Maundy Thursday, April 14, 2022

         It was a grim night.  It was a disturbing night.  It was a confusing night.  Grim because death was in the air and everyone seemed to sense that nothing would ever be the same again. Disturbing because the conversations around that Last Supper table were filled with mentions of death and departure.  Jesus was going away—that much was certain.  It was confusing because the disciples struggled to make sense of all that Jesus was saying and doing.  They had been with Him for three years but still could not connect all the dots or link all the pieces of this salvation tapestry that the Father was weaving with the body and blood of His Son.
          It was an incomparable night.  No other night ever featured the arrest and capture of the Creator by the creation.  No other night ever carried the fervent intensity of the Son of God’s prayers in Gethsemane’s Garden.  His prayers were marked by drops of blood and a palpable sense that a great price was about to be paid to settle the debt, the heavenly score and the outstanding account that first appeared in the Garden of Eden when Adam and Eve chose to do as they pleased.  It was an awful, awful night.
          The catastrophic ruin of the creation and humanity that happened at the Fall was about to be set right.  Jesus would soon die for every sinful act, every bitter word, every painful choice, every rebellious thought and every expression of selfishness, hate and pride.  We often sing that at Calvary mercy there was great and grace was free and pardon there was multiplied to us.  But before we can experience mercy, grace and pardon we have to get through this night and a cross stained by blood and death tomorrow.  We want grace.  We desire mercy.  We welcome pardon.  But those things only become real when we have witnessed and understood the horrors of this night and the hideousness of the cross.
          It was a grim night.  Jesus said that He came not to be served but to serve and to give His innocent and perfect life as a ransom for many.  Soon, that ransom will be paid.  It will be paid on a Friday—a day forever enshrined as Good Friday.  Good because the goodness and innocence of Jesus was imputed to us while our waywardness and sinfulness were handed off to Him.  Good because God has finally made right what went wrong during that hellacious episode in Eden where a snake charmed Adam and Eve into hiding and right out of paradise.  And that same serpent has worked His wicked ways with us as well.  We are not innocent.  We are guilty.  We stand condemned...mouths open and agape over the fervency and finality of our sins and what that means.  On this night we realize there is a hell and we deserve to have a place in it.  We deserve to be banished, broken, judged and forgotten.  There is no one righteous, the Bible says, no not one.

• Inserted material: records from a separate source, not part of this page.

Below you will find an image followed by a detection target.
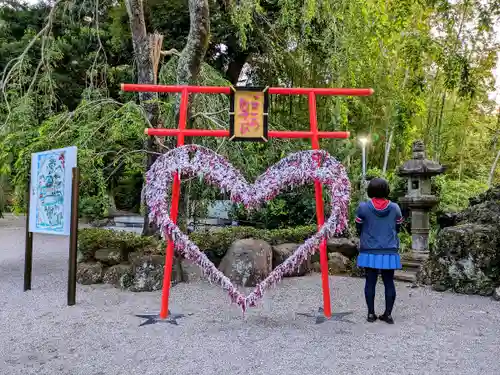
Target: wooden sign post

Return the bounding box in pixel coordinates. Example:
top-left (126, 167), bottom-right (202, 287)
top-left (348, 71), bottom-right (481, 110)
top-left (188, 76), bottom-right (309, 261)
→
top-left (24, 147), bottom-right (80, 306)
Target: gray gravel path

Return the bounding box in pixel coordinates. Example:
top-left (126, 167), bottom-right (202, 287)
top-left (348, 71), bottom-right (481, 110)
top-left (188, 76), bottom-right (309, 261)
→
top-left (0, 214), bottom-right (500, 375)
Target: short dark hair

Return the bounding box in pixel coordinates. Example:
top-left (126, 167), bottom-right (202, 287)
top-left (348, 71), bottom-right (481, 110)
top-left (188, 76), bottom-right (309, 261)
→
top-left (367, 178), bottom-right (391, 199)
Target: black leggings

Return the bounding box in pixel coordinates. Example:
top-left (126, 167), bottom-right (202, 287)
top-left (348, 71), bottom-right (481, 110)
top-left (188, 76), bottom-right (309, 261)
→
top-left (365, 268), bottom-right (396, 315)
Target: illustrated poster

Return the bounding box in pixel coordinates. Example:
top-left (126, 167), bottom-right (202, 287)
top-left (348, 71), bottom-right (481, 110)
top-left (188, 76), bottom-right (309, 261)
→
top-left (29, 147), bottom-right (77, 236)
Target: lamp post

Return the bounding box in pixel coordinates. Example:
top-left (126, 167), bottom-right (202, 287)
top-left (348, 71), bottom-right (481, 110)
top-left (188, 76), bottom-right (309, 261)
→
top-left (359, 137), bottom-right (368, 199)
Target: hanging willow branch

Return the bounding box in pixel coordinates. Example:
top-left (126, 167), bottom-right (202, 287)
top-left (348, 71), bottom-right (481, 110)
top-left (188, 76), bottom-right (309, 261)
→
top-left (149, 32), bottom-right (163, 85)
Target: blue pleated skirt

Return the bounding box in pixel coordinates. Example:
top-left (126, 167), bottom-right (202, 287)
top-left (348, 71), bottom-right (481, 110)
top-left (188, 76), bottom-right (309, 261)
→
top-left (357, 253), bottom-right (402, 270)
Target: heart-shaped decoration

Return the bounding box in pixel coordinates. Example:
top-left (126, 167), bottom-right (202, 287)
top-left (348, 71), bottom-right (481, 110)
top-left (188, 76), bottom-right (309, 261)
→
top-left (145, 145), bottom-right (350, 311)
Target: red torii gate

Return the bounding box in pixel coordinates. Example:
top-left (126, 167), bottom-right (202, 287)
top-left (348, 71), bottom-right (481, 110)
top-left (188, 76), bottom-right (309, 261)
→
top-left (121, 84), bottom-right (373, 319)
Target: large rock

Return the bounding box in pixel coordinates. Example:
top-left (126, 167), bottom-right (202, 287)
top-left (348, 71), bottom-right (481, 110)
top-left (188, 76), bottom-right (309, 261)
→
top-left (219, 238), bottom-right (273, 287)
top-left (129, 253), bottom-right (181, 292)
top-left (425, 224), bottom-right (500, 295)
top-left (273, 243), bottom-right (311, 277)
top-left (76, 263), bottom-right (104, 285)
top-left (94, 249), bottom-right (123, 266)
top-left (417, 186), bottom-right (500, 296)
top-left (180, 259), bottom-right (204, 283)
top-left (493, 286), bottom-right (500, 301)
top-left (102, 264), bottom-right (133, 289)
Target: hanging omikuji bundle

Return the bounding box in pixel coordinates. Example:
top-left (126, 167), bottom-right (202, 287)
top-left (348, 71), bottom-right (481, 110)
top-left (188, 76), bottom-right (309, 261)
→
top-left (144, 145), bottom-right (350, 311)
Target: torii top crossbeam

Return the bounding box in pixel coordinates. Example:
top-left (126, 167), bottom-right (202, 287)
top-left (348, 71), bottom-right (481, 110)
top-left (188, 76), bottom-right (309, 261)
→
top-left (121, 84), bottom-right (373, 319)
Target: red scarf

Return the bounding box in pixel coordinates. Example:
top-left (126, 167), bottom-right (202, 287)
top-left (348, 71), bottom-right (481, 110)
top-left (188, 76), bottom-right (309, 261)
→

          We have listened to the serpent many, many times.  We have chosen his empty promises and barren propositions above the words and ways of our Good Shepherd.  Tonight, we feel the weight of our sins...the full burden and gravitational pull downward and away from God...downward to the depths of doom and death and ruin.  It is you.  It is me.  It is us.  We like sheep have gone astray.  And now the bill has come due.  But the Son of God stepped up on that grim, grim night and embraced the way of the cross...not my will, but thy will He prayed as He entrusted Himself to the plans and will of the Father.  Such a grim night where the Almighty opened the plan of judgment and poured out the full measure of His wrath upon His Son...His only begotten, beloved and beautiful Son. 
          Father, Son and Spirit together—doing what only they could do to save wretched men and women like us.  Are we deserving?  The answer is a resounding NO.  But salvation and forgiveness have never rested on the matter of what we deserve or warrant.  The salvation we so desperately need rests upon the goodness of the Father, the sacrifice of the Son and the gentleness of the Spirit.  The plan that unfolds tonight was put in place before the foundations of the earth were laid.  The perfect Son of God would die for grossly imperfect, ruined, soiled and morally bankrupt people like you and me. 
          It was a grim, grim night.  And Friday will soon follow where all the bad of the world was placed squarely upon the shoulders of Jesus.  And the wrath of God was poured out in devastating judgement.  A grim night was followed by a much grimmer day...just as surely as Friday follows Thursday.  But take heart...Sunday is on the way.  But before Sunday’s resurrection, there must be Friday’s cross.  And before Friday’s cross there was that grim, grim Thursday night.